As of vSphere 6.7, we have PMEM support. A PMEM can be accessed as a block device or as a disk, but the other option would be to access it as “PMEM”. Meaning that in the latter case we serve a virtual PMEM device to the VM and the Guest OS sees this as PMEM. What also was briefly discussed in Richard’s talk was the different types of PMEM. In general, there are 4 different types, but most commonly talked about are 2. These two are NVDIMM-N and Intel Optane. With the difference being that NVDIMM-N has DRAM memory backed by NAND, and where persistence is achieved by writing to NAND only during shutdown / power-fail. Whereas with Intel Optane there’s what Intel calls 3D XPoint Memory on the DIMM directly addressable. The other two mentioned were “DRAM backed to NVMe” and NVDIMM-P, where the first was an effort by HPe which has been discontinued and NVDIMM-P seems to be under development and is expected in 2019 roughly.
When discussing the vSphere features that support PMEM what I found most interesting was the fact that DRS is fully aware of VMs using PMEM during load balancing. It will take this in to account, and as the cost is higher for a migration of a PMEM enabled VM it will most likely select a VM backed by shared storage. Of course, when doing maintenance DRS will move the VMs with PMEM to a host which has sufficient capacity. Also, FT is fully supported.
In the second session,VIN2183BU, Praveen and Qasim discussed performance details. After a short introduction, they dive deep into performance and how you can take advantage of the technology. First they discuss the different modes in which persistent memory can be exposed to the VM/Guest OS, I am listing these out as they are useful to know.
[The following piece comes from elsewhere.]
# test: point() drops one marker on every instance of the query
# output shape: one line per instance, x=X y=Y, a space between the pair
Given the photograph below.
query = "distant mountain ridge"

- vPMEMDisk = exposed to guest as a regular SCSI/NVMe device, VMDKs are stored on PMEM Datastore
- vPMEM = Exposes the NVDIMM device in a “passthrough manner, guest can use it as block device or byte addressable direct access device (DAX), this is the fastest mode and most modern OS’s support this
- vPMEM-aware = This is similar to the mode above, but the difference is that the application understands how to take advantage of vPMEM
Next they discussed the various performance tests and comparisons they have done. What they have tested is various modes and compare that as well to the performance of NVMe SSD. What stood out most to me is that both the vPMEM and vPMEM-Aware mode provide great performance, up to an 8x performance increase. In the case of vPMEMDisk that is different, and that has to do with the overhead there is. Because it is presented as a block device there’s significant IO amplification which in the case of “4KB random writes” even leads to a throughput that is lower for NVMDIMM than it is for NVMe. During the session it is mentioned that both VMware as well as Intel are looking to optimize their part of the solution to solve this issue. What was most impressive though wasn’t the throughput but the latency, there was a 225x improvement measured between NVMe and vPMEM and vPMEM-Aware. Although vPMEMDisk was higher than vPMEM and vPMEM-aware, it was still significantly lower than NVMe and very consistent across reads and writes.
This was just the FIO example, this is followed by examples for various applications both scale out and scale up solutions. What I found interesting were the Redis tests, nice performance gains at a much lower latency, but more importantly, the cost will probably go down when leveraging persistent memory instead of pure DRAM.
Last but not least tests were conducted around performance during vMotion and the peformance of the vMotion process itself. In both cases using vPMEM or vPMEM-aware can be very beneficial for the application and the vMotion process.
Both great sessions, again highly recommended watching both.